Profondeur psychologique, motivations & évolution

Élaborer des personnages, c’est-à-dire des êtres de fiction, c’est adopter une conception existentialiste de l’humanité. Ainsi, suivant Sartre, l’individu se distingue par ses actions et ses choix plutôt que par une nature déterminée. L’individu n’est ni héros, ni méchant de l’histoire, il se réalise dans des situations et des circonstances.

Dans la science-fiction, ces circonstances sont surtout l’occasion de dilemmes moraux et éthiques face aux avancées de la technologie ou aux rencontres avec d’autres formes de vie qui n’ont pas vocation à être seulement extraterrestres. Une IA qui prend conscience d’elle-même justifie son existence. Pour l’héroïne et le héros de science-fiction, la question de l’épreuve est de remettre en cause ses propres valeurs. Le personnage se définit dans l’expérience.

Qu’on se représente cette force vitale qui anime les êtres vivants (animal et végétal s’entend). Cette force est une impulsion qui nous tire vers le meilleur de nous-mêmes : s’affirmer, se dépasser, se réaliser. Cela participe de notre création artistique comme du progrès humain en général, du moins d’après Friedrich Nietzsche.

On exige d’un personnage qu’il ait des motivations claires pour agir. N’est-ce pas la volonté d’un héros ou d’une héroïne de repousser les conditions humaines au-delà de limites supposées ? N’est-ce pas la volonté d’une force antagoniste de vouloir remodeler la réalité (dans la science-fiction par le moyen de la technologie) ?

La destinée d’un personnage se nomme arc dramatique. Cet arc qui se décompose en quelques étapes majeures débute par des croyances initiales qui sont défiées par des épreuves au cours de l’intrigue et par lesquelles le personnage s’en trouve transformé. Quel que soit le genre de votre récit, pensez cette évolution. Elle est nécessaire pour que le lecteur/spectateur demeure dans le récit : l’histoire personnelle d’un homme ou d’une femme ou de quelque être qui possède de tels traits est bien plus fascinant qu’une série d’événements aussi extraordinaires qu’ils soient.

Freud a insisté sur le principe de plaisir qui consiste à obtenir une satisfaction immédiate faisant fi de toute tentative de raisonnement. En extrapolant cette idée, qu’est-ce qui nous empêche de concevoir une IA qui succombe à ses pulsions primitives ? Entre nos pulsions et nos aspirations plus élevées, enfantine encore, l’IA ne cherche qu’à se préserver et à s’épanouir.
L’être humain est fait de mécanismes de défense : perception erronée mais protectrice, déni ou sublimation à travers la science (dans la science-fiction).
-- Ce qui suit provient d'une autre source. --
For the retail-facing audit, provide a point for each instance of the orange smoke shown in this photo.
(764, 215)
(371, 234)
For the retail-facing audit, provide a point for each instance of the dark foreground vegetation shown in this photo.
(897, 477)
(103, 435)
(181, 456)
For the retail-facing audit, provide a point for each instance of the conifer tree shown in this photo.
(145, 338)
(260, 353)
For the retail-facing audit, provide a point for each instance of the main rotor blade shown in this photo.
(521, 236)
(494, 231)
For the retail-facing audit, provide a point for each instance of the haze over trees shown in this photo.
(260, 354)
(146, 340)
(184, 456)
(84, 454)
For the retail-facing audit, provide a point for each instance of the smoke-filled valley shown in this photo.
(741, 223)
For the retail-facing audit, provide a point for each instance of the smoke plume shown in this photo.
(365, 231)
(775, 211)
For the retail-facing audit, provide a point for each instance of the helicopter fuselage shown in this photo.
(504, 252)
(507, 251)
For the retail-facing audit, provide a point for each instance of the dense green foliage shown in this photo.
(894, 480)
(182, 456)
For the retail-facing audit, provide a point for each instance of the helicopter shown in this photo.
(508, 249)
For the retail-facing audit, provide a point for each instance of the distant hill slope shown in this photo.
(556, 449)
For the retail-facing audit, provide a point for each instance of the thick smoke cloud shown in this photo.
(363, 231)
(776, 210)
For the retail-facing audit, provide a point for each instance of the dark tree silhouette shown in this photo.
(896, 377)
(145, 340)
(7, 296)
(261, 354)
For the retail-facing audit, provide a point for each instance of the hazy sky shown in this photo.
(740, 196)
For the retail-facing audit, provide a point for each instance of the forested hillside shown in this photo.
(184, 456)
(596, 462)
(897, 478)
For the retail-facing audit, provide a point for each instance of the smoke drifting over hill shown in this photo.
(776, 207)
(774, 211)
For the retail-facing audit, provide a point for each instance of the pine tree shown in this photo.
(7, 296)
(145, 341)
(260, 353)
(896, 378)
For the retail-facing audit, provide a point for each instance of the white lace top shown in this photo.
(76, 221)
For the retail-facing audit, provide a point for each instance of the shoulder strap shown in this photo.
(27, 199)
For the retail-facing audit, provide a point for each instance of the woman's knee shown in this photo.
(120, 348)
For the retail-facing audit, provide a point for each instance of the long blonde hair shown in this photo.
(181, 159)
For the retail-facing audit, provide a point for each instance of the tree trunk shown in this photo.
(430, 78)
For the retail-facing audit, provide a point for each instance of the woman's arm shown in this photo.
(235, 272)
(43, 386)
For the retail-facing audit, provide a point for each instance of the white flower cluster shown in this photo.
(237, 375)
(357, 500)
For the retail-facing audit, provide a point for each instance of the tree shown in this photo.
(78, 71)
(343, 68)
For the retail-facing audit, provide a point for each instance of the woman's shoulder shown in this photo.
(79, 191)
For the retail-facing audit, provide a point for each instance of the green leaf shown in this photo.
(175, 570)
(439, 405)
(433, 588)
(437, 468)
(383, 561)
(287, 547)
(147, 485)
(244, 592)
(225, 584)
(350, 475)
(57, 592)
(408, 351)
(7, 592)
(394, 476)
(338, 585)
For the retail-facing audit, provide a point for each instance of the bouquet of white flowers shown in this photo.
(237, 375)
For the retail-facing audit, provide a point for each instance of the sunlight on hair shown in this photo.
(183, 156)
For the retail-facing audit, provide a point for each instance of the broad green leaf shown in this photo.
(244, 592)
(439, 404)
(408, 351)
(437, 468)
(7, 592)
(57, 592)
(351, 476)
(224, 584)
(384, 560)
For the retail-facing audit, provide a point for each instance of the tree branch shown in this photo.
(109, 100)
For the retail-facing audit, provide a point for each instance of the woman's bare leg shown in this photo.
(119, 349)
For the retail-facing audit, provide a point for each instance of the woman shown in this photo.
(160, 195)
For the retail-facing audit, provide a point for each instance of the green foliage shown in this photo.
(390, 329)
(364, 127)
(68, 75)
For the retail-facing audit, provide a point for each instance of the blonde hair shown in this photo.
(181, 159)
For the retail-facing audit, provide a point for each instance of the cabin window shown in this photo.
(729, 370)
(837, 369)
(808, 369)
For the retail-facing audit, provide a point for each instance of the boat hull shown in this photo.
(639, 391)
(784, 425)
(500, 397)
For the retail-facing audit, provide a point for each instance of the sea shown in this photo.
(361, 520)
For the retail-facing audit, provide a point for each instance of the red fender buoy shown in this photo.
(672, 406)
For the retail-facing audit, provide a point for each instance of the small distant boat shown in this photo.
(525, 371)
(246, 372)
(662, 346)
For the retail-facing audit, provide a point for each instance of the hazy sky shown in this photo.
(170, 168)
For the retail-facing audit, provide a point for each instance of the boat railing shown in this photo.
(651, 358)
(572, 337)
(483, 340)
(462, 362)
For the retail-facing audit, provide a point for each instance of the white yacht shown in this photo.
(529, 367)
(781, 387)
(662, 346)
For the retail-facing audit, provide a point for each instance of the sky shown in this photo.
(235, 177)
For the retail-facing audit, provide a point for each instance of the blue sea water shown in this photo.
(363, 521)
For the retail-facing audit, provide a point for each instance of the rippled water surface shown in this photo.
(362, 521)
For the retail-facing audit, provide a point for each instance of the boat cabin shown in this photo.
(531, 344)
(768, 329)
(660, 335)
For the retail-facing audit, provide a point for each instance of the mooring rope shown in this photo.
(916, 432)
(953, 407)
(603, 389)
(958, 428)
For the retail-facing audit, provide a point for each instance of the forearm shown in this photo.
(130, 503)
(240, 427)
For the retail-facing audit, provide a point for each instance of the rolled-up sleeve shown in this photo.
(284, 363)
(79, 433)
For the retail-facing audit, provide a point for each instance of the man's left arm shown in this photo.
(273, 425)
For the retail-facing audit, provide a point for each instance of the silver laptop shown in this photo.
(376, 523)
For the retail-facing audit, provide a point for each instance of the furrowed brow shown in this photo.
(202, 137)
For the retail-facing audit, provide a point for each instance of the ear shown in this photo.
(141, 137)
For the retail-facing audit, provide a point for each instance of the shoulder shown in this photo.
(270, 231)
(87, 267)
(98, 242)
David (A.I. Intelligence Artificielle de Spielberg) est programmé avec un puissant désir d’amour maternel et le déni de sa nature artificielle est un mécanisme contre sa réalité d’IA. Et la collection d’objets par Wall-E, n’est-elle par un moyen pour lui d’échapper à sa programmation initiale ?

Le conflit au cœur de toute intrigue

En science-fiction, la tension naît de la dialectique (un frottement entre deux concepts) entre l’ordinaire et l’inconnu, entre le présent et l’avenir (ou le devenir). L’autrice et l’auteur de science-fiction partent de notre réalité actuelle et imaginent ce qu’il pourrait bien lui advenir. Ce n’est pas toujours un avertissement comme le ferait un conte de fée parce qu’un conte sert à cela, non, ce serait plutôt une projection pour nous inciter à réfléchir sur nos choix actuels à travers ceux d’un être fictif souvent déjà jeté dans le futur (que celui-ci soit dystopique ou non).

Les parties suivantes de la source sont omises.